Abstract

In our 2017 study ‘Assessing ExxonMobil’s climate change communications (1977–2014)’, we concluded that ExxonMobil has in the past misled the public about climate change. We demonstrated that ExxonMobil ‘advertorials’—paid, editorial-style advertisements—in The New York Times spanning 1989–2004 overwhelmingly expressed doubt about climate change as real and human-caused, serious, and solvable, whereas peer-reviewed papers and internal reports authored by company employees by and large did not. Here, we present an expanded investigation of ExxonMobil’s strategies of denial and delay. Firstly, analyzing additional documents of which we were unaware when our original study was published, we show that our original conclusion is reinforced and statistically significant: between 1989–2004, ExxonMobil advertorials overwhelmingly communicated doubt.

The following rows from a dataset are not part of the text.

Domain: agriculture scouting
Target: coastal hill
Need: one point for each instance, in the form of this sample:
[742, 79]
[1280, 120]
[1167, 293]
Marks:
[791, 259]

We further demonstrate that (i) Mobil, like Exxon, was engaged in mainstream climate science research prior to their 1999 merger, even as Mobil ran advertorials challenging that science; (ii) Exxon, as well as Mobil, communicated direct and indirect doubt about climate change and (iii) doubt-mongering did not end after the merger. We now conclude with even greater confidence that ExxonMobil misled the public, delineating three distinct ways in which they have done so.